Thanks for a quick reply.
Could you share which version/source you are comparing?
I can’t quite understand, I don’t compare between different versions, hardwares or even BSPs. I just create a for-loop and execute same codes many times( 1000 for example), including functions like vpiSubmitGaussianFilter and vpiStreamSync, recording process time of every iteration and among these elapsed time, there are unexpected larger values(such like 71945us, about 15 times of average time - 5000us), just as my question says.
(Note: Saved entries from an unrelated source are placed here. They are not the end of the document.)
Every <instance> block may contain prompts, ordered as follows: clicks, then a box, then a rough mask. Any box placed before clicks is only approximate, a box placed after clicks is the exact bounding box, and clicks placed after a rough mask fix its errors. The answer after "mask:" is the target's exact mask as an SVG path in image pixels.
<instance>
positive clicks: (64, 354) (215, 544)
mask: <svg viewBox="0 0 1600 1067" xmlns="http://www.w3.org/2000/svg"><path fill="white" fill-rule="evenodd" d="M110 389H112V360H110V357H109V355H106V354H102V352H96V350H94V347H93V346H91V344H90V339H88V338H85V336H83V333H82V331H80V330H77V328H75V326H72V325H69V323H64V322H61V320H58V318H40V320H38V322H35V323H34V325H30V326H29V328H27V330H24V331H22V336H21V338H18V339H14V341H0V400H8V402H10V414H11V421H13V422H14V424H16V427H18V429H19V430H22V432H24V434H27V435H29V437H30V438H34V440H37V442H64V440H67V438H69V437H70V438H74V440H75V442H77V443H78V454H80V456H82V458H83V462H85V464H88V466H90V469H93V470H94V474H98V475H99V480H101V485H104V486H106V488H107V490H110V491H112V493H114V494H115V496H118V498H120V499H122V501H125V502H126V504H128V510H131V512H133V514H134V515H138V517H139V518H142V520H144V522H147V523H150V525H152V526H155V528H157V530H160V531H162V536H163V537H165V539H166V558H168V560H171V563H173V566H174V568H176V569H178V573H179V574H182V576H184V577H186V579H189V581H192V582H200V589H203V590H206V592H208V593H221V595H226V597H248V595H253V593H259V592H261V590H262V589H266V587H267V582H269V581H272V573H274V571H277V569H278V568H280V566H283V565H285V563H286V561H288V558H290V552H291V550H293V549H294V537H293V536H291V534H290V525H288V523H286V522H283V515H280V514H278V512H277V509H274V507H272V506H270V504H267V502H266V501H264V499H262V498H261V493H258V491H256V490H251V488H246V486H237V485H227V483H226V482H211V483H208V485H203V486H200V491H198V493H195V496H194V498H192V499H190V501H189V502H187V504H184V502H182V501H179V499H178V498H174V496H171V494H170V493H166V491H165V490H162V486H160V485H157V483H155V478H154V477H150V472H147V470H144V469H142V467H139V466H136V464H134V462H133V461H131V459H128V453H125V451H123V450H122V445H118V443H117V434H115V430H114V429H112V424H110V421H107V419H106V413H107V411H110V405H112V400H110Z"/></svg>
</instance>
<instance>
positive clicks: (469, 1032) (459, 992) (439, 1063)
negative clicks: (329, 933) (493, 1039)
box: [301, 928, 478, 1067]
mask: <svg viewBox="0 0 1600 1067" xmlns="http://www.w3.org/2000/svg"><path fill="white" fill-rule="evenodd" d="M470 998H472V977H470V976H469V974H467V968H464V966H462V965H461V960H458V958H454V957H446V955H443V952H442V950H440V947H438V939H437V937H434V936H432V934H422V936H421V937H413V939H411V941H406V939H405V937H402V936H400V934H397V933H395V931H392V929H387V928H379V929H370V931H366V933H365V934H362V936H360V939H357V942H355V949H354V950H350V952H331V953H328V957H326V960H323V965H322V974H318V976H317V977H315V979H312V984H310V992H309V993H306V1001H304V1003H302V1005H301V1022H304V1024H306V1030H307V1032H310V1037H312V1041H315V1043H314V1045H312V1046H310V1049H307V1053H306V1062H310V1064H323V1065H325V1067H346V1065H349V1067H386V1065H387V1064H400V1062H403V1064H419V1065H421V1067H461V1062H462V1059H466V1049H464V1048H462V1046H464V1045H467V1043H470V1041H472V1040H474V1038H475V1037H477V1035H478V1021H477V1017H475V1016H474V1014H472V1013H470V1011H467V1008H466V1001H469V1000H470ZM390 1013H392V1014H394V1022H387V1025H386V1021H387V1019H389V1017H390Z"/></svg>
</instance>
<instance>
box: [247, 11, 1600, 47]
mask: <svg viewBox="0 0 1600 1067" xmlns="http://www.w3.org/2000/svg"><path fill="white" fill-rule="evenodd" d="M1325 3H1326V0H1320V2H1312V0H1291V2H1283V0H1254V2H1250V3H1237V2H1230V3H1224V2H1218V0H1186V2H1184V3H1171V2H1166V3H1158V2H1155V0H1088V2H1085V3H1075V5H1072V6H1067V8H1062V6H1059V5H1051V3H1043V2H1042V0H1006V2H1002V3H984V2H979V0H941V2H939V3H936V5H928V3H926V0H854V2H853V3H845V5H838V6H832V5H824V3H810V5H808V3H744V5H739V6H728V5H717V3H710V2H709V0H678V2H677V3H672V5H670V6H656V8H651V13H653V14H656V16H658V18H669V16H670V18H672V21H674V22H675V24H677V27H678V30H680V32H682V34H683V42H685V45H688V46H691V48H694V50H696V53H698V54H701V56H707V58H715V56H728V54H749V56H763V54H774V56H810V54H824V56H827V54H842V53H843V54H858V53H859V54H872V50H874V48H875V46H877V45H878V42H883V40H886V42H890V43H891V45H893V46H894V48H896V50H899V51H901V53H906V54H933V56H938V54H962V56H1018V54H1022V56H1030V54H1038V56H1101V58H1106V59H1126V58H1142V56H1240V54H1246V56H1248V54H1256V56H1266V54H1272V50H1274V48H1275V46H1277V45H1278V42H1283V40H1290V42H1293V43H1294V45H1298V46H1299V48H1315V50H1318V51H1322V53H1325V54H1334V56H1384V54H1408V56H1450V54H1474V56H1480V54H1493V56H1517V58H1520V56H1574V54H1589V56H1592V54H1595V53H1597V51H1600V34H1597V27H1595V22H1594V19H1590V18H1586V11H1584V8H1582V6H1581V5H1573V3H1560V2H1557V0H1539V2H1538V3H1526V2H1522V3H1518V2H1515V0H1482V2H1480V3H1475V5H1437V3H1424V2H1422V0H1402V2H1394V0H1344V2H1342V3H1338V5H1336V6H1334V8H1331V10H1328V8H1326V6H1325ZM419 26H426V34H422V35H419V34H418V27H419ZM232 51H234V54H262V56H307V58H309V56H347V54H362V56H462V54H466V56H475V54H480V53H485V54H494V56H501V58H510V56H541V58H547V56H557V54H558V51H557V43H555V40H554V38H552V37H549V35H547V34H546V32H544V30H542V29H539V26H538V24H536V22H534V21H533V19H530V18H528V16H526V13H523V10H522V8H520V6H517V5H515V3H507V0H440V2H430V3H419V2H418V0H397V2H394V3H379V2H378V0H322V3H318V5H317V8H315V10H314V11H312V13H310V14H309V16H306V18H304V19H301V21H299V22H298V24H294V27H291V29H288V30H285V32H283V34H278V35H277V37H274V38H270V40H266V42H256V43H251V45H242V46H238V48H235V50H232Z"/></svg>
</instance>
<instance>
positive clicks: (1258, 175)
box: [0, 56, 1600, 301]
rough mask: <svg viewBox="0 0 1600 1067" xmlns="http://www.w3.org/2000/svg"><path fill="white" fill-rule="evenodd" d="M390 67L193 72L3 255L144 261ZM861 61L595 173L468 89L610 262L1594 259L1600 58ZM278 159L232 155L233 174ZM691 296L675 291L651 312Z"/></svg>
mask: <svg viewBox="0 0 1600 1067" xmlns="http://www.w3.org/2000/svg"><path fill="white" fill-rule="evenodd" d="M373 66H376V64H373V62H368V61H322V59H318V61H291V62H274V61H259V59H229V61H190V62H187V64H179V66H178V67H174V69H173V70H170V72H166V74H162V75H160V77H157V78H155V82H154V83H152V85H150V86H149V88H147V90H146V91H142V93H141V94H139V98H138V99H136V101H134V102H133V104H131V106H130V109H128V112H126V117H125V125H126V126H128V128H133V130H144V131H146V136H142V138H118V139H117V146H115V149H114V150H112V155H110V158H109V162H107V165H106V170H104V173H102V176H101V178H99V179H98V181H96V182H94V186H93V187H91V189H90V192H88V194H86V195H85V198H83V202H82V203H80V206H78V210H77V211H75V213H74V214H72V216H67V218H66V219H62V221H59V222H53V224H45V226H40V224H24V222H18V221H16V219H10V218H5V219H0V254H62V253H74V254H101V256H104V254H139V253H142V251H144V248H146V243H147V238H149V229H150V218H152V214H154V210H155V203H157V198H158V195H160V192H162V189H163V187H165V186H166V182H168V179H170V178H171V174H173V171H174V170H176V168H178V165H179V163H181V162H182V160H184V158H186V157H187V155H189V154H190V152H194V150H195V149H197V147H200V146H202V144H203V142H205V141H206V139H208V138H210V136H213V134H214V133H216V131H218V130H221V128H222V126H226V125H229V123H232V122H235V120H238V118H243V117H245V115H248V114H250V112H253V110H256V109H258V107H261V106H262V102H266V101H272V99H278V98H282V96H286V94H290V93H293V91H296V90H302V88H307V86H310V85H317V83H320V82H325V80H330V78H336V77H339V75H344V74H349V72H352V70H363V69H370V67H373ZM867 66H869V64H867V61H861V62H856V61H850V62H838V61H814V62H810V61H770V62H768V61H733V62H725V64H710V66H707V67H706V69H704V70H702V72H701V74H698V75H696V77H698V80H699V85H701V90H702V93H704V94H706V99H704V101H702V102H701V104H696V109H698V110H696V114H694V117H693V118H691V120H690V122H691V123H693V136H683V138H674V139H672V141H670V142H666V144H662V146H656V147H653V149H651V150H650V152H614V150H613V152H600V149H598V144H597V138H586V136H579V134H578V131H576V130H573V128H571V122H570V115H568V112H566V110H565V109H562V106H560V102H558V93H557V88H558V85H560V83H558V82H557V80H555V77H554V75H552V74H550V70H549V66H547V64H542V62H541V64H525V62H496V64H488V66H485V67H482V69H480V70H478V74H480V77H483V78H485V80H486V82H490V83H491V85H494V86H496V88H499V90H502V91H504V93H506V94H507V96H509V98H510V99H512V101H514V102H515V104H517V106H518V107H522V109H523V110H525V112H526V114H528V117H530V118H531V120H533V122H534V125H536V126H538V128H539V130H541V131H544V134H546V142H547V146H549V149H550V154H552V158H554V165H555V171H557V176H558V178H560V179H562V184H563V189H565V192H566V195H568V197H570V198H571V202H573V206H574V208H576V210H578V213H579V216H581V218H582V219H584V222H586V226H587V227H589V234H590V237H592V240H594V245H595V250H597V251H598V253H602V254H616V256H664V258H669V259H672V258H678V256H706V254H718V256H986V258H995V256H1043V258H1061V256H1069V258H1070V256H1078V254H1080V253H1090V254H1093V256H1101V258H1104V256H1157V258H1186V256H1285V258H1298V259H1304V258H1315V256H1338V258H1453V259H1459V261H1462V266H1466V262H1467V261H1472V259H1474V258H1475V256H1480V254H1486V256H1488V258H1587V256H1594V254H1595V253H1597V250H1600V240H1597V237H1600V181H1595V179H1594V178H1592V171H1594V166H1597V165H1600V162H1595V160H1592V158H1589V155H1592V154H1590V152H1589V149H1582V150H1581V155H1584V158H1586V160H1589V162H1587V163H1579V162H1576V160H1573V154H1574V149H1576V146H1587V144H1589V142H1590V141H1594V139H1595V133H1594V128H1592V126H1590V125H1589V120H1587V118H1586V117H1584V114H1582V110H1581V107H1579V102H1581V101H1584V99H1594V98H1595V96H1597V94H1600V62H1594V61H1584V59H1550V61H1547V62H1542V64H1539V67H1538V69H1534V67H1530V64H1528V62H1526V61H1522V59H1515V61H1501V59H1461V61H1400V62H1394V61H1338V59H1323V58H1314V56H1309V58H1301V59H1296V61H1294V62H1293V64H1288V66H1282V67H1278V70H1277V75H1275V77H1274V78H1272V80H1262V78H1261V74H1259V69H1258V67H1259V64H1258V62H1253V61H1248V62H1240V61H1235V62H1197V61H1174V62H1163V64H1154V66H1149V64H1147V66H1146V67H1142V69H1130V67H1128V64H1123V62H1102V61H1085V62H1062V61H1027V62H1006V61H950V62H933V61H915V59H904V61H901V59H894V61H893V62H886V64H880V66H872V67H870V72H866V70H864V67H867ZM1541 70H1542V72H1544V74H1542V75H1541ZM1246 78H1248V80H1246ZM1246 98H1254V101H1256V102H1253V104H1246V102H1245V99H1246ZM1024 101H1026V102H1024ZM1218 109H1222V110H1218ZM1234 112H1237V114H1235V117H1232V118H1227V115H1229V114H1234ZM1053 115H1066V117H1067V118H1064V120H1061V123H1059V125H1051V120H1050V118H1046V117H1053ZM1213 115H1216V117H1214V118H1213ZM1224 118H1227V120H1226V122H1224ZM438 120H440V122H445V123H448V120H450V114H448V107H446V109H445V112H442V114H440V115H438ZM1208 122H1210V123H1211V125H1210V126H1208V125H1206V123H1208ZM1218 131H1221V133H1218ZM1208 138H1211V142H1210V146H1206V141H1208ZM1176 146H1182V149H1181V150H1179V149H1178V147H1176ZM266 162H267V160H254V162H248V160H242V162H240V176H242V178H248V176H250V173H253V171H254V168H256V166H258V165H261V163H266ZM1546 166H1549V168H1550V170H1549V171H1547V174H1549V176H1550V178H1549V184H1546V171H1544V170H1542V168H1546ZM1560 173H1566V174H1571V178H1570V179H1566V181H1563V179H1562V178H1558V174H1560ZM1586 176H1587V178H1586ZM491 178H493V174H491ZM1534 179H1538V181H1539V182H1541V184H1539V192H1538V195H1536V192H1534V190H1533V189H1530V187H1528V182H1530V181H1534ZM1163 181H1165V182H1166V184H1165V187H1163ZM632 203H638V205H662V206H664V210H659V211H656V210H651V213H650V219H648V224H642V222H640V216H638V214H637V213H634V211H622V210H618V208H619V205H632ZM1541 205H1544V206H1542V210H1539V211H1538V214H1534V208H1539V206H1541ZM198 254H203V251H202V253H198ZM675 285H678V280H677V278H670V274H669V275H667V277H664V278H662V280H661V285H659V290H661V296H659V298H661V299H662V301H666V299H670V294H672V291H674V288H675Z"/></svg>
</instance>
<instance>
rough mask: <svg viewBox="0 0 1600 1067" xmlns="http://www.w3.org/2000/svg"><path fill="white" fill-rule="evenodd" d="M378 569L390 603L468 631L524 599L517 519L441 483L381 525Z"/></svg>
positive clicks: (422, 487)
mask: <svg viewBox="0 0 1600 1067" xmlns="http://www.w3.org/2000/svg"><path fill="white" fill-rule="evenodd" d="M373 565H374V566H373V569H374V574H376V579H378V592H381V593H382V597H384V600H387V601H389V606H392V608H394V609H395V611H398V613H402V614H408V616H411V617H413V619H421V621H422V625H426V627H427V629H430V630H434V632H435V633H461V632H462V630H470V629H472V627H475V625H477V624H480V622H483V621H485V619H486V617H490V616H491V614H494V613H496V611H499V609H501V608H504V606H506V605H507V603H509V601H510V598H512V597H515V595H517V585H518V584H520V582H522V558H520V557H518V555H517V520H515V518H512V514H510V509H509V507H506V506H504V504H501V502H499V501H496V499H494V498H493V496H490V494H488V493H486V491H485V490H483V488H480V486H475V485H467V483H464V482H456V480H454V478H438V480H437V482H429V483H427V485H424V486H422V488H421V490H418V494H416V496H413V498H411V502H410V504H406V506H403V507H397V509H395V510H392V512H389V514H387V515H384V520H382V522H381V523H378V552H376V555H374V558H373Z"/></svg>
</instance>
All test codes are from official samples, like /opt/nvidia/vpi2/samples/05-benchmark and /opt/nvidia/vpi2/samples/09-tnr, only added some timing codes output to console, and following code snippet may make it clear(mainly from 05-benchmark):
// create images,
std::vector<float> timingsMS;
for (int batch = 0; batch < 1000/*BATCH_COUNT*/; ++batch)
{
// Record stream queue when we start processing
CHECK_STATUS(vpiEventRecord(evStart, stream));
CHECK_STATUS(vpiSubmitGaussianFilter(stream, backend, image, blurred, 5, 5, 1, 1,VPI_BORDER_ZERO));
// Record stream queue just after blurring
CHECK_STATUS(vpiEventRecord(evStop, stream));
// Wait until the batch processing is done
CHECK_STATUS(vpiEventSync(evStop));
float elapsedMS;
CHECK_STATUS(vpiEventElapsedTimeMillis(evStart, evStop, &elapsedMS));
//timingsMS.push_back(elapsedMS / AVERAGING_COUNT);
printf("elapsed %f ms \n", elapsedMS);
}
Please let me know, if you need more information, thanks.